Pour une école libre au Québec


Démographie de l’Occident et de l’Afrique : avenir de l’immigration

Posted: 26 Mar 2018 08:01 PM PDT

Si tant d’Africains quittent et quitteront en plus grand nombre encore, leur continent, c’est que les promesses de l’indépendance n’ont pas été tenues. Pourquoi ? Que s’est-il passé ? Pour évoquer l’échec de la coopération et les enjeux de la migration Sud-Noir et cet exode massif qui se profile, Alain Finkielkraut reçoit Serge Michaïlof et Stephen Smith.

Serge Michaïlof, chercheur à l’Iris, a été l’un des directeurs de la Banque mondiale et le directeur des opérations de l’Agence française de développement. Il a publié en 2015 chez Fayard Africanistan : l’Afrique en crise va-t-elle se retrouver dans nos banlieues ?

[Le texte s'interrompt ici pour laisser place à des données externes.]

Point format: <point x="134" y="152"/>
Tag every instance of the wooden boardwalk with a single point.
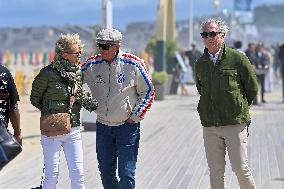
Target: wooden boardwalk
<point x="171" y="154"/>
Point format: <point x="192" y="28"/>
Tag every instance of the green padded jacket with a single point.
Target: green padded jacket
<point x="50" y="93"/>
<point x="226" y="89"/>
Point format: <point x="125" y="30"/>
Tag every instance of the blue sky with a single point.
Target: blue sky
<point x="17" y="13"/>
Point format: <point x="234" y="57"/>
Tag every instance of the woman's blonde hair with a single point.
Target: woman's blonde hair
<point x="65" y="42"/>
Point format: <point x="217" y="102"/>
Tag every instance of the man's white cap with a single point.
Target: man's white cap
<point x="108" y="36"/>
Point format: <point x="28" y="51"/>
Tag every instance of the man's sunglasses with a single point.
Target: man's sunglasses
<point x="105" y="46"/>
<point x="78" y="54"/>
<point x="210" y="34"/>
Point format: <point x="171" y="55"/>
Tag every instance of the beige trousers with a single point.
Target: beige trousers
<point x="234" y="138"/>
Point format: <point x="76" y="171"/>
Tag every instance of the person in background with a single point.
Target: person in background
<point x="227" y="86"/>
<point x="9" y="102"/>
<point x="261" y="68"/>
<point x="53" y="90"/>
<point x="125" y="93"/>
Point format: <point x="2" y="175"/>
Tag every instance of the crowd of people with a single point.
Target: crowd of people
<point x="227" y="79"/>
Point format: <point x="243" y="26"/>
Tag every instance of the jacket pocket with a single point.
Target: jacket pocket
<point x="228" y="79"/>
<point x="128" y="106"/>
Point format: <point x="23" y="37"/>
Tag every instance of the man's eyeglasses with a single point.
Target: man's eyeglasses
<point x="78" y="54"/>
<point x="210" y="34"/>
<point x="105" y="46"/>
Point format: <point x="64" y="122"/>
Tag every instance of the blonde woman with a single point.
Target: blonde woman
<point x="51" y="94"/>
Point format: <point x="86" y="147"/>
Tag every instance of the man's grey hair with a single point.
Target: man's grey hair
<point x="221" y="24"/>
<point x="65" y="42"/>
<point x="109" y="35"/>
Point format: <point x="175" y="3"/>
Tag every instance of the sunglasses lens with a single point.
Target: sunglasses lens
<point x="203" y="34"/>
<point x="105" y="46"/>
<point x="212" y="34"/>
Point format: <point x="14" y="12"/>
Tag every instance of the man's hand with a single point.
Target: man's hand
<point x="19" y="139"/>
<point x="129" y="121"/>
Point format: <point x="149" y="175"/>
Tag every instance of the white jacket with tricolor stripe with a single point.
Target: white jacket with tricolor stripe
<point x="123" y="88"/>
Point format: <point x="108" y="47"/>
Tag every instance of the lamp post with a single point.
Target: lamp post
<point x="216" y="4"/>
<point x="106" y="14"/>
<point x="190" y="26"/>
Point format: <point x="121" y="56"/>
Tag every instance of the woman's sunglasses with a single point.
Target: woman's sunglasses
<point x="210" y="34"/>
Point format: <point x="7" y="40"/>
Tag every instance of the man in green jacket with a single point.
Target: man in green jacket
<point x="227" y="86"/>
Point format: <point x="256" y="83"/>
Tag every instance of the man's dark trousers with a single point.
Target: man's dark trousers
<point x="117" y="144"/>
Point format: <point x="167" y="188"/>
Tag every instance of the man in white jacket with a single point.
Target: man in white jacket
<point x="124" y="90"/>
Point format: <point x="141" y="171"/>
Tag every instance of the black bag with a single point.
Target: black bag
<point x="9" y="146"/>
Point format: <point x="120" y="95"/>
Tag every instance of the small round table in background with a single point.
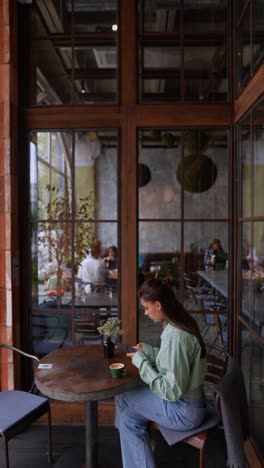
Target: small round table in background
<point x="81" y="373"/>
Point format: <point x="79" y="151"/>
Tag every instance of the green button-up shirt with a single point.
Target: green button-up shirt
<point x="175" y="369"/>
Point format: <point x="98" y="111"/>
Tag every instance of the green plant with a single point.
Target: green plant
<point x="110" y="327"/>
<point x="197" y="172"/>
<point x="56" y="233"/>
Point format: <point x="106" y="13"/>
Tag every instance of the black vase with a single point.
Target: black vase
<point x="109" y="347"/>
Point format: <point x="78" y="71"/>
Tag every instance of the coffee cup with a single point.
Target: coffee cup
<point x="117" y="370"/>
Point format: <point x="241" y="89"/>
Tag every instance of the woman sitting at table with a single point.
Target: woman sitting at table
<point x="173" y="374"/>
<point x="111" y="263"/>
<point x="215" y="255"/>
<point x="249" y="256"/>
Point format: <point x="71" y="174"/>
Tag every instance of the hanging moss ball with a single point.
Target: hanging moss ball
<point x="167" y="140"/>
<point x="197" y="173"/>
<point x="144" y="175"/>
<point x="195" y="141"/>
<point x="155" y="135"/>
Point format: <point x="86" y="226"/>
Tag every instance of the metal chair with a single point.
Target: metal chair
<point x="19" y="409"/>
<point x="221" y="377"/>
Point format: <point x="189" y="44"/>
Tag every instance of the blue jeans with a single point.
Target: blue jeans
<point x="136" y="408"/>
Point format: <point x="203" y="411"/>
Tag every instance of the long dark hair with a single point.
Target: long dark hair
<point x="155" y="290"/>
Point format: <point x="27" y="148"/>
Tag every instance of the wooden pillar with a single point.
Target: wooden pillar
<point x="9" y="246"/>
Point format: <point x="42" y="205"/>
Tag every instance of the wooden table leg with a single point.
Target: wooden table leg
<point x="91" y="435"/>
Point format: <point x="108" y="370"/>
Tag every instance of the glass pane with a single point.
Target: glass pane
<point x="160" y="72"/>
<point x="248" y="259"/>
<point x="257" y="390"/>
<point x="159" y="193"/>
<point x="96" y="171"/>
<point x="258" y="27"/>
<point x="50" y="17"/>
<point x="161" y="16"/>
<point x="240" y="6"/>
<point x="257" y="261"/>
<point x="258" y="135"/>
<point x="244" y="51"/>
<point x="206" y="278"/>
<point x="98" y="17"/>
<point x="50" y="331"/>
<point x="202" y="241"/>
<point x="158" y="256"/>
<point x="245" y="355"/>
<point x="74" y="256"/>
<point x="95" y="73"/>
<point x="206" y="52"/>
<point x="50" y="72"/>
<point x="204" y="174"/>
<point x="161" y="89"/>
<point x="50" y="175"/>
<point x="245" y="167"/>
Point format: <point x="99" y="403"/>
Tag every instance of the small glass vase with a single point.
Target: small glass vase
<point x="109" y="347"/>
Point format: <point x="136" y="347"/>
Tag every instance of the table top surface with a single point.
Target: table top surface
<point x="251" y="306"/>
<point x="81" y="373"/>
<point x="217" y="278"/>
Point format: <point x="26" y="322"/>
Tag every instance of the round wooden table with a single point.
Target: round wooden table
<point x="81" y="373"/>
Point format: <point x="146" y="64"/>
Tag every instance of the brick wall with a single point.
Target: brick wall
<point x="9" y="247"/>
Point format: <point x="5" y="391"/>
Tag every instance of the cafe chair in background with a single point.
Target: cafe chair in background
<point x="19" y="409"/>
<point x="224" y="383"/>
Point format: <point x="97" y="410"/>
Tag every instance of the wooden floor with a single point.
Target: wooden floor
<point x="29" y="450"/>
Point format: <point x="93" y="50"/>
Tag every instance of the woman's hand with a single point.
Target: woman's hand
<point x="137" y="347"/>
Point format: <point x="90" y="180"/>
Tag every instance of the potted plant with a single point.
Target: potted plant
<point x="56" y="236"/>
<point x="109" y="328"/>
<point x="197" y="172"/>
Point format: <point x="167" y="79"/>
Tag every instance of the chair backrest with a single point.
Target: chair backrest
<point x="217" y="358"/>
<point x="34" y="359"/>
<point x="232" y="400"/>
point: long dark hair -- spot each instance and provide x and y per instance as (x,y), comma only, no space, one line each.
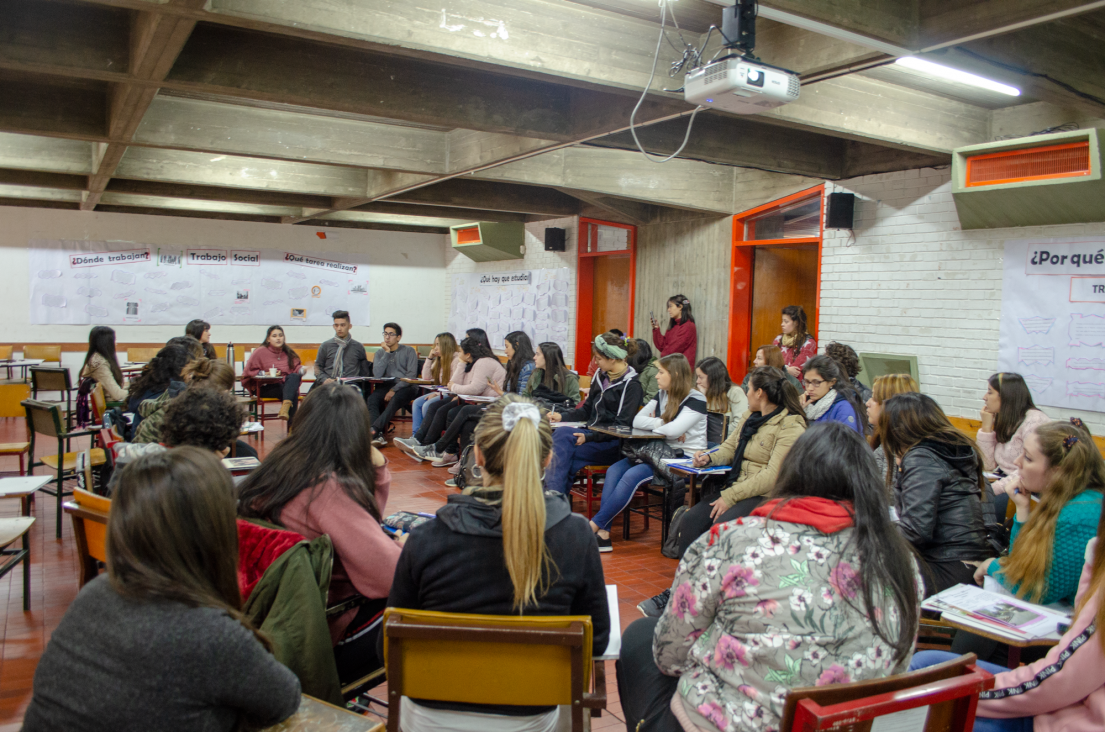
(171,533)
(831,461)
(1016,401)
(830,370)
(685,315)
(164,367)
(523,352)
(292,356)
(717,383)
(328,438)
(908,418)
(102,343)
(480,335)
(797,313)
(197,328)
(778,388)
(476,349)
(556,370)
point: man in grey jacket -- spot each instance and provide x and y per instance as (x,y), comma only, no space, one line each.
(393,362)
(341,355)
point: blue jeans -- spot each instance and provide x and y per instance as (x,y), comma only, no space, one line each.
(568,458)
(618,489)
(418,409)
(926,658)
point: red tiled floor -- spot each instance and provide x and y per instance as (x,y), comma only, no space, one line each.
(635,566)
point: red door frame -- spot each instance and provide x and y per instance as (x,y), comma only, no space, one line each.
(585,280)
(740,280)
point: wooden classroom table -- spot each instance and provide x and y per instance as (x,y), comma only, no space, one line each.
(627,434)
(1014,644)
(315,715)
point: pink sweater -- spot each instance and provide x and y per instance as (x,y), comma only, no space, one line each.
(474,383)
(264,358)
(365,556)
(1002,455)
(456,368)
(1065,690)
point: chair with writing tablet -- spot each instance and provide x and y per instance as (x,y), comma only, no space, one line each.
(530,660)
(940,698)
(44,419)
(88,513)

Stephen Smith est américain et a été journaliste spécialisé sur l’Afrique pour Libération et Le Monde de 1986 à 2005. Actuellement il enseigne les études africaines à l’université de Duke (États-Unis d’Amérique) Il vient de publier chez Grasset La ruée vers l’Europe : la jeune Afrique en route vers le vieux continent.

Écoutez l’émission :

Bibliographie

Africanistan
de Serge Michailof
chez Fayard, en 2015

Présentation de l’éditeur : En 2050, l’Afrique sera plus peuplée que la Chine, mais les jeunes en âge de travailler y seront trois fois plus nombreux et les emplois manqueront encore plus cruellement qu’aujourd’hui. Or le chômage massif de jeunes à demi scolarisés constitue l’une des principales explications de l’effondrement dramatique de l’Afghanistan, la Syrie ou l’Irak. Le Sahel francophone est une zone d’immense fragilité, dont les caractéristiques rappellent l’Afghanistan. Nous ne voulons voir que l’Afrique en progrès, celle qui offre de nouveaux marchés et regorge de matières premières. Mais l’Afrique en crise existe toujours et se comporte comme un cancer, envoyant ses métastases dans les pays voisins, et jusqu’en Europe. Bien naïf celui qui croira que la charité et les interventions militaires suffiront à éteindre l’incendie qui couve dans ces zones déshéritées. Nous ne pourrons rester longtemps indifférents : pour ne pas être nous aussi victimes de ces métastases, tentons de comprendre la réalité, et réfléchissons à ce qui peut encore être envisagé pour endiguer le feu et éviter que l’Afrique en crise n’arrive dans nos banlieues. Chercheur à l’IRIS, enseignant à Sciences Po et conseiller de plusieurs gouvernements, Serge Michaïlof a été l’un des directeurs de la Banque mondiale et le directeur des opérations de l’Agence française de développement (AFD). Son dernier ouvrage, Notre maison brûle au Sud (Fayard, 2010), a reçu le prix Jean-Michel Gaillard.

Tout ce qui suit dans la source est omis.